2 dakika 20 saniye okuma süresi
Ben senin bildiğin kraliçe arılardan değilim
Makedonya Türklerinin Hunlarla birlikte 4.yüzyıla kadar uzanan bir geçmişi var. Ancak Osmanlı Devleti'nin Karamanoğlu Beyliği'ni tamamen ortadan kaldırmak istemesi ve tüm Karamanlı tebâsını Makedonya'ya doğru bir iskâna zorlaması, başka bir sürgün tarihi yazıyor. Türkçenin kalesi sayılan Karamanoğlu Beyliği'nin tebâsı bugünkü Makedon Türklerinin ta kendisi. Bir belgesel yazısı ciddiyeti içinde değilim, ama arka planı iyi çizmemiz gerekiyor. Neden? Çünkü Bal Ülkesi'nde gördüğümüz ıssızlığın, terk edilmişliğin, kenara itilmişliğin ve bilhassa unutulmamış türkçenin tarihsel bir geçmişi var. Bizim taşra filmlerimize benzemeyen, muhtarı, doktoru, terzisi, polisi olmayan gerçek anlamda mahrumiyet toprakları buralar. Yaşamdan bir kareyi ele alan belgeselcinin ilginç bulduğu konuyu define avcısı gibi vurkaç yaparak filme çekmesi vasatı besledi, izleyiciyle belgesel arasına ruhsuz bir duvar ördü. Bal Ülkesi'nin yönetmenleri Tamara Kotevska ve Ljubomir Stefanov da hikayenin ana kahramanı olan Hatice (Hatidze Muratova) gibi Kuzey Makedonya'dan. Hikayeye odaklanma ve daha önemlisi derinleşebilecek kadar zaman kullanma anlamında bu büyük bir şans. İzlediğim en başarılı belgesellerden birini çekmiş olmaları biraz da bu etkene bağlı olsa gerek.
Hatice Kuzey Makedonya'nın sarp kayalıklarının ortasındaki ıssız köyünde bir gözü olmayan; diğeri de neredeyse görmeyen, bir yanına felç inmiş, kulakları zor işiten yaşlı anası Nazife'yle yaşayan orta yaşlı bir kadındır. Tek geçim kaynağı akıl almaz zorluklarla balını aldığı arıların mahsulü. Hatice yılın belli bir döneminde ne kadar şişeleyebildiyse o kadar balı şehre indirip satmaya çalışır, şanslıysa istediği fiyata satar, satamadığını da ucuza kaptırır. Zaten hepi topu iki üç hanenin bulunduğu köyde yardımlaşmanın ve dayanışmanın olmaması, üstüne üstlük kötü komşuluğun mahsüle zarar vermesi bile Hatice'nin çocuk karakterini zedeleyemez.

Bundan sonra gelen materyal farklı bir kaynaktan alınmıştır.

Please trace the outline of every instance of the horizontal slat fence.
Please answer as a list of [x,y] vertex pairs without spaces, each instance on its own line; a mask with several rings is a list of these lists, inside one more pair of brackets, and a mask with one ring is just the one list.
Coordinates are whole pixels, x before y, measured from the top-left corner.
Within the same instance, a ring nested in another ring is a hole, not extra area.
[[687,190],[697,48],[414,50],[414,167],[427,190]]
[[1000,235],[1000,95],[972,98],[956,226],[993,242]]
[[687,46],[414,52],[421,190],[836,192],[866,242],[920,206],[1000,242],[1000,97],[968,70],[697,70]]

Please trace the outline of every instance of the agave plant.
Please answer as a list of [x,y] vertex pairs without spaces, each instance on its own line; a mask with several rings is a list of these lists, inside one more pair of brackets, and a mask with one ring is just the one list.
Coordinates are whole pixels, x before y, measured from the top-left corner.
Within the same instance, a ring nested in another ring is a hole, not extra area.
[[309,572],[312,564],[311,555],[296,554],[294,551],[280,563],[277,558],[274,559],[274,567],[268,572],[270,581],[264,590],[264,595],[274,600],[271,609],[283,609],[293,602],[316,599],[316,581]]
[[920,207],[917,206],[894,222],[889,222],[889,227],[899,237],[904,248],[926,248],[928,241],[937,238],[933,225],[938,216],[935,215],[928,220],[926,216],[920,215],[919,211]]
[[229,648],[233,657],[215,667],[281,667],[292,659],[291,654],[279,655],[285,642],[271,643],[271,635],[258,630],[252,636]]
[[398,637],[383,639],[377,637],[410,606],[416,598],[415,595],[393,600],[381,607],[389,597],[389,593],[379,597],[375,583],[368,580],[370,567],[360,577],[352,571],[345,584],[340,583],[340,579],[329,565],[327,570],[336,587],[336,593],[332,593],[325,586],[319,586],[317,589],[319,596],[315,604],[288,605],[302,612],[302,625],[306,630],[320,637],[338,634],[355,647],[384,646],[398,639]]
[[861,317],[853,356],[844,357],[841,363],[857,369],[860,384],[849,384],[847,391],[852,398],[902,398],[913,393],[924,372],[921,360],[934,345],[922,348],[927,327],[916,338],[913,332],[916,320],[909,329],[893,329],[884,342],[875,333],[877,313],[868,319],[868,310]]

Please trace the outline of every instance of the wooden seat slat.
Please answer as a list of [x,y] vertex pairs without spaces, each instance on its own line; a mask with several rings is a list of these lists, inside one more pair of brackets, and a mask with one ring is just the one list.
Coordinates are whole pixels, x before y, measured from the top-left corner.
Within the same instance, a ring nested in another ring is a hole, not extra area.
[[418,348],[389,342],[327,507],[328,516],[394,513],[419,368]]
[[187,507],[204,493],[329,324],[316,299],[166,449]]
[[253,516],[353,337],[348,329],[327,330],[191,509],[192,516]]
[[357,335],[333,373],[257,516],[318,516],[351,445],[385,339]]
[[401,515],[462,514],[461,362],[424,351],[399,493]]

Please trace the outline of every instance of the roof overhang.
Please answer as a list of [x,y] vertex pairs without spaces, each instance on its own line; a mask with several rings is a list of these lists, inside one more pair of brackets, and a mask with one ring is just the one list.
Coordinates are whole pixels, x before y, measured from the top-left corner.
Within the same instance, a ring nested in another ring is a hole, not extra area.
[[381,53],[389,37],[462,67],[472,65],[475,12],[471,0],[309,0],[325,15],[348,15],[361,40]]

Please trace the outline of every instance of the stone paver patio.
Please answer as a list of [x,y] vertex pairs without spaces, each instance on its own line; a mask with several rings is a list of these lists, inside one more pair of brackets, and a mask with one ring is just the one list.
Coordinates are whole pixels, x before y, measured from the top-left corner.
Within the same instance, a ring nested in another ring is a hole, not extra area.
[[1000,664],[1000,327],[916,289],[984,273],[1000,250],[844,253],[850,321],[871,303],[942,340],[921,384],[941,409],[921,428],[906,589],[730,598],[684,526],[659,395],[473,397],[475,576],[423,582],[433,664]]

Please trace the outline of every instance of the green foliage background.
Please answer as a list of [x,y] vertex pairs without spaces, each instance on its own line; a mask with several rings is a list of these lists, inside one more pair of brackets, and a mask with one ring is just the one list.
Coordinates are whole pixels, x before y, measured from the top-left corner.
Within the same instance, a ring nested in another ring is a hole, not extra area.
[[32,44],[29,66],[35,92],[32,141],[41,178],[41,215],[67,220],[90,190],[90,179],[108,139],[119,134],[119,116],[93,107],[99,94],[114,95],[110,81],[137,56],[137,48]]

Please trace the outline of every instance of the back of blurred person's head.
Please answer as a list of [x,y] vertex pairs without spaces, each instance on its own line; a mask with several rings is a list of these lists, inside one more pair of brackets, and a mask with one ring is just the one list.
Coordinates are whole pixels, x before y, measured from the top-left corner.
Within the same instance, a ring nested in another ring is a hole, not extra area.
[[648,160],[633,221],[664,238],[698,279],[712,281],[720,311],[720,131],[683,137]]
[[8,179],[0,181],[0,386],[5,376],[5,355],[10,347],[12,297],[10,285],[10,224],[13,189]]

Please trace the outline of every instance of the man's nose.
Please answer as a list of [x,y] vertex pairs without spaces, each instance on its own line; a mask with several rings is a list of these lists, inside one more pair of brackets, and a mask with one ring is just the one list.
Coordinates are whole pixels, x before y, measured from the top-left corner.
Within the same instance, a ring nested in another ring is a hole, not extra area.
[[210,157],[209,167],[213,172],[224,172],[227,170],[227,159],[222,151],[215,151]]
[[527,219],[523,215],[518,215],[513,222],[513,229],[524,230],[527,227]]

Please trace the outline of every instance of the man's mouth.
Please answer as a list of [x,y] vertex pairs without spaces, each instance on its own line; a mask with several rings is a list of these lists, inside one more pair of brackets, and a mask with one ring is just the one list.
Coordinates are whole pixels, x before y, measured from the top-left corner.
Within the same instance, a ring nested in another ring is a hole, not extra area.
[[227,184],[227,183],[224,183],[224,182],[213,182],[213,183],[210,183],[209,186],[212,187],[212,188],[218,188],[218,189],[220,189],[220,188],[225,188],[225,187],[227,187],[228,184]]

Bal Ülkesi'ndeki anlatının büyüleyiciliği karakterin çevreyle, doğanın insan karakteriyle, yalnızlığın çocuklukla kurduğu bağla doğrudan alakalı. Filmi bir başyapıt seviyesine eriştiren de bu. Hangi zorluklar içerisinde olursa olsun iyi bir insanın daima çocuk kalacağı vurgusu insanın yüreğine saplanıyor. Duygunun vuruculuğu birkaç sahne sonra mülkiyet kavramının acımasızlığıyla yer değiştirip gerçekçi bir bütünlüğe karışıyor.